1.1.2. Statistical Techniques#

The discipline of statistics has long addressed the same fundamental challenge
as data science: how to draw robust conclusions about the world using incomplete
information. One of the most important contributions of statistics is a
consistent and precise vocabulary for describing the relationship between
observations and conclusions. This text continues in the same tradition,
focusing on a set of core inferential problems from statistics: testing
hypotheses, estimating confidence, and predicting unknown quantities.

Data science extends the field of statistics by taking full advantage of
computing, data visualization, machine learning, optimization, and access
to information. The combination of fast computers and the Internet gives
anyone the ability to access and analyze
vast datasets: millions of news articles, full encyclopedias, databases for
any domain, and massive repositories of music, photos, and video.

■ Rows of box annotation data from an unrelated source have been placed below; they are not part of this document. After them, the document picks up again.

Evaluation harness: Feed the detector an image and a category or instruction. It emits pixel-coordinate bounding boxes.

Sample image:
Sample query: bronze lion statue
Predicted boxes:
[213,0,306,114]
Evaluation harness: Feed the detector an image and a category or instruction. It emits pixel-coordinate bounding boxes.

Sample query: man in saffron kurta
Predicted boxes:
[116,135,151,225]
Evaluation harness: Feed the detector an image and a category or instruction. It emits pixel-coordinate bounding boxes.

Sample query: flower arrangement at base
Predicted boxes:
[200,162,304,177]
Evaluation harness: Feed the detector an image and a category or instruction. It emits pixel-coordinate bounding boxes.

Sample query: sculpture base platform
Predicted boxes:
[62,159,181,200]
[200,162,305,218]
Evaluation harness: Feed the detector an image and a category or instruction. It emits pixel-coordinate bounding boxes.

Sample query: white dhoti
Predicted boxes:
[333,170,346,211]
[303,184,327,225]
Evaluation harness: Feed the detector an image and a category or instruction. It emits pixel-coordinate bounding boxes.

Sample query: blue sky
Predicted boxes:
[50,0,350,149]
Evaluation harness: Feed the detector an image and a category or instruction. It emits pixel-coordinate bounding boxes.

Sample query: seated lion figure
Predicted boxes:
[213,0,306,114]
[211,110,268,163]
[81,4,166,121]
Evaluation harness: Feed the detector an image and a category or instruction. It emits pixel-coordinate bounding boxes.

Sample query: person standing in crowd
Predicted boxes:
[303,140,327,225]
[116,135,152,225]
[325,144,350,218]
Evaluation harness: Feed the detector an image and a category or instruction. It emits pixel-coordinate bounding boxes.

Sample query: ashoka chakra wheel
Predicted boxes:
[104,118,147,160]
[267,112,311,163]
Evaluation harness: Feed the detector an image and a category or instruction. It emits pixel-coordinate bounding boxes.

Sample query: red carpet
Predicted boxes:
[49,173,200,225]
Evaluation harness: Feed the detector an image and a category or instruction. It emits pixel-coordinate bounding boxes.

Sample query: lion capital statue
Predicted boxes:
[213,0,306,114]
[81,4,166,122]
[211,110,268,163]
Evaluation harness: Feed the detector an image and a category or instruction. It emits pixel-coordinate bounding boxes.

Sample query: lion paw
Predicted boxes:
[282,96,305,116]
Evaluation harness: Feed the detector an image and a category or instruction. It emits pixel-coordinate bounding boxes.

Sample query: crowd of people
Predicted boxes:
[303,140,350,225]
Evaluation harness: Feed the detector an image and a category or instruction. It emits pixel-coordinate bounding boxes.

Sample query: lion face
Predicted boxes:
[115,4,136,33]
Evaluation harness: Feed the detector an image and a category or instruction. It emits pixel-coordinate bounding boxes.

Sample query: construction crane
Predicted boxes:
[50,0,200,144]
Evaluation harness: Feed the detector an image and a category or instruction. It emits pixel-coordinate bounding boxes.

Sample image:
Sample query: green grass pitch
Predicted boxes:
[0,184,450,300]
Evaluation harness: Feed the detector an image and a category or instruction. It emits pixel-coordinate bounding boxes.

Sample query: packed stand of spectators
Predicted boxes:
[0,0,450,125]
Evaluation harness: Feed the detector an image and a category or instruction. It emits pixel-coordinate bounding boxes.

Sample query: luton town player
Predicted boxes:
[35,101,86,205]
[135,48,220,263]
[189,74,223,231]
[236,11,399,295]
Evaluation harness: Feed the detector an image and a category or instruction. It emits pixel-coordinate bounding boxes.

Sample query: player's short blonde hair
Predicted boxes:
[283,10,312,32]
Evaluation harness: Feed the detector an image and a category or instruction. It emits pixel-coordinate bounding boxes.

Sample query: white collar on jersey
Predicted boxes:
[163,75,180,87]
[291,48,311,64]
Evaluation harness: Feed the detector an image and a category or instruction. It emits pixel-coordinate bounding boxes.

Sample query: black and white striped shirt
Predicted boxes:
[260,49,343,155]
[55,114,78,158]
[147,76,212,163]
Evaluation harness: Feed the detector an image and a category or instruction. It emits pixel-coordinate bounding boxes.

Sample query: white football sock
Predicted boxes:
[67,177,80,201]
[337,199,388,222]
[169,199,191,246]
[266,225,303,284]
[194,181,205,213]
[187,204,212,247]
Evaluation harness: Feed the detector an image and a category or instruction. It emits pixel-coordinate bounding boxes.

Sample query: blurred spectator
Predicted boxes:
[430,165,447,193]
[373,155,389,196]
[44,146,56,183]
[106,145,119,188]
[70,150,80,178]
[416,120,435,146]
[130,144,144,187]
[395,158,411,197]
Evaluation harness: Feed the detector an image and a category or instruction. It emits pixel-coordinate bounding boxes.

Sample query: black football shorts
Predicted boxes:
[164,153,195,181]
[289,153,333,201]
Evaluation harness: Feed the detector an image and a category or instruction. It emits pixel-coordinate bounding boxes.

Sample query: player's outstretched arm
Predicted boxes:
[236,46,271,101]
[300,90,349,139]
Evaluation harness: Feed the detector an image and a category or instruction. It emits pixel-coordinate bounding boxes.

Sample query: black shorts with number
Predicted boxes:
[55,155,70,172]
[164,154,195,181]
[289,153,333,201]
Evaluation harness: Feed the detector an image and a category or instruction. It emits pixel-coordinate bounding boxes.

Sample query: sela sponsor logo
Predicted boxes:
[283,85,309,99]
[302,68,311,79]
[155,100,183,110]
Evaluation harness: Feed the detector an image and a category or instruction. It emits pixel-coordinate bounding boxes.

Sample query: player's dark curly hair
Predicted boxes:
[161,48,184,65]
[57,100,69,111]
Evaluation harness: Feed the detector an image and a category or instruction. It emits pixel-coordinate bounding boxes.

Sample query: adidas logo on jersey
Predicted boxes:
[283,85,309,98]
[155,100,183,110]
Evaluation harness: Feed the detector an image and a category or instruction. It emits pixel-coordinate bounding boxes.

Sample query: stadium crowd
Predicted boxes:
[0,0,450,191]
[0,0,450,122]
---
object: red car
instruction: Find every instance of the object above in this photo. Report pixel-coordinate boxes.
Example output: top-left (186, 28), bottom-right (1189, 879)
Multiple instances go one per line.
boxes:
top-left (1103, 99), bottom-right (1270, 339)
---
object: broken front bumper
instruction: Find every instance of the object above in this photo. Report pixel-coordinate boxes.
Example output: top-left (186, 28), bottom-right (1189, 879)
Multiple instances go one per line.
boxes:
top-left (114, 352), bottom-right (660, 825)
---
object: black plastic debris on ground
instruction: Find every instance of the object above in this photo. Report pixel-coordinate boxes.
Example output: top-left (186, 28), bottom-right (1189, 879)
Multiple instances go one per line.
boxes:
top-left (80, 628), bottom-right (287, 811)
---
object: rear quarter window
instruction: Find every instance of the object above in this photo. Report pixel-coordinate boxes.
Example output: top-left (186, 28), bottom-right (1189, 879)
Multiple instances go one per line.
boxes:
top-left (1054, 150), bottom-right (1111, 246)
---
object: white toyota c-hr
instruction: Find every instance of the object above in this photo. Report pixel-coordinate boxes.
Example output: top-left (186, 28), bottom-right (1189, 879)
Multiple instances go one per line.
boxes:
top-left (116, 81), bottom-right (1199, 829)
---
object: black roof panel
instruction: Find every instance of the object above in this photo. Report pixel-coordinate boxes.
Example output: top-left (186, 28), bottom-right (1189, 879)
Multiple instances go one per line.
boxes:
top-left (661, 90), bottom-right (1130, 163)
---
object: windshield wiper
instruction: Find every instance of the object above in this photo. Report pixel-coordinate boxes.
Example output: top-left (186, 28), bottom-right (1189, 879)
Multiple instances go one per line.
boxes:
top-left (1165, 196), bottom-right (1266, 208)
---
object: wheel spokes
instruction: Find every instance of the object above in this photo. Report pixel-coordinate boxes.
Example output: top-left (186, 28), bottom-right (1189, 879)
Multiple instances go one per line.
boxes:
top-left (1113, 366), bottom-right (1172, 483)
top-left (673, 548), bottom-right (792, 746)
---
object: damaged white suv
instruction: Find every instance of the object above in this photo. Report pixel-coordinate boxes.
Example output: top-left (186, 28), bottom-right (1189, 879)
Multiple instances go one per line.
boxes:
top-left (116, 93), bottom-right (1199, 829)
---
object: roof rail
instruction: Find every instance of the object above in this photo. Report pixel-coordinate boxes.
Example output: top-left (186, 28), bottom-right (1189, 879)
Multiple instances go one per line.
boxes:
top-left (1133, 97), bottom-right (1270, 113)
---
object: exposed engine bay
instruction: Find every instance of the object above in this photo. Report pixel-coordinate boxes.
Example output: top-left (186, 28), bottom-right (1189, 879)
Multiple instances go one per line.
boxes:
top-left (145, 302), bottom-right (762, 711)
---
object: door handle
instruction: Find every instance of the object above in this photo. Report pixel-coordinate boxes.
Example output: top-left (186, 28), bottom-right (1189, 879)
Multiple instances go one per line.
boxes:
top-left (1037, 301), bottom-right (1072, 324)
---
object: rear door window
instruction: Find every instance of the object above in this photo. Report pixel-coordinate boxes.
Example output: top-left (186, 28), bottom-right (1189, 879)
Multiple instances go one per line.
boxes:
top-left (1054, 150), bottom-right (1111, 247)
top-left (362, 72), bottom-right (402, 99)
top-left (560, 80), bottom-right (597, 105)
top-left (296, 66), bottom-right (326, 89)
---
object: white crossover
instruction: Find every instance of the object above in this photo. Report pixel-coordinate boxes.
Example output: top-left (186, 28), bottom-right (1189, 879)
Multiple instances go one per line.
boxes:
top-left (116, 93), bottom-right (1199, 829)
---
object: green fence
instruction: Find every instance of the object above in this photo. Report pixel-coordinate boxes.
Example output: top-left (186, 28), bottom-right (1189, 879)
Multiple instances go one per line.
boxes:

Applications to real data sets motivate the statistical techniques that we
describe throughout the text. Real data often do not follow regular patterns or
match standard equations. The interesting variation in real data can be lost by
focusing too much attention on simplistic summaries such as average values.
Computers enable a family of methods based on resampling that apply to a wide
range of different inference problems, take into account all available
information, and require few assumptions or conditions. Although these
techniques have often been reserved for advanced courses in statistics, their
flexibility and simplicity are a natural fit for data science applications.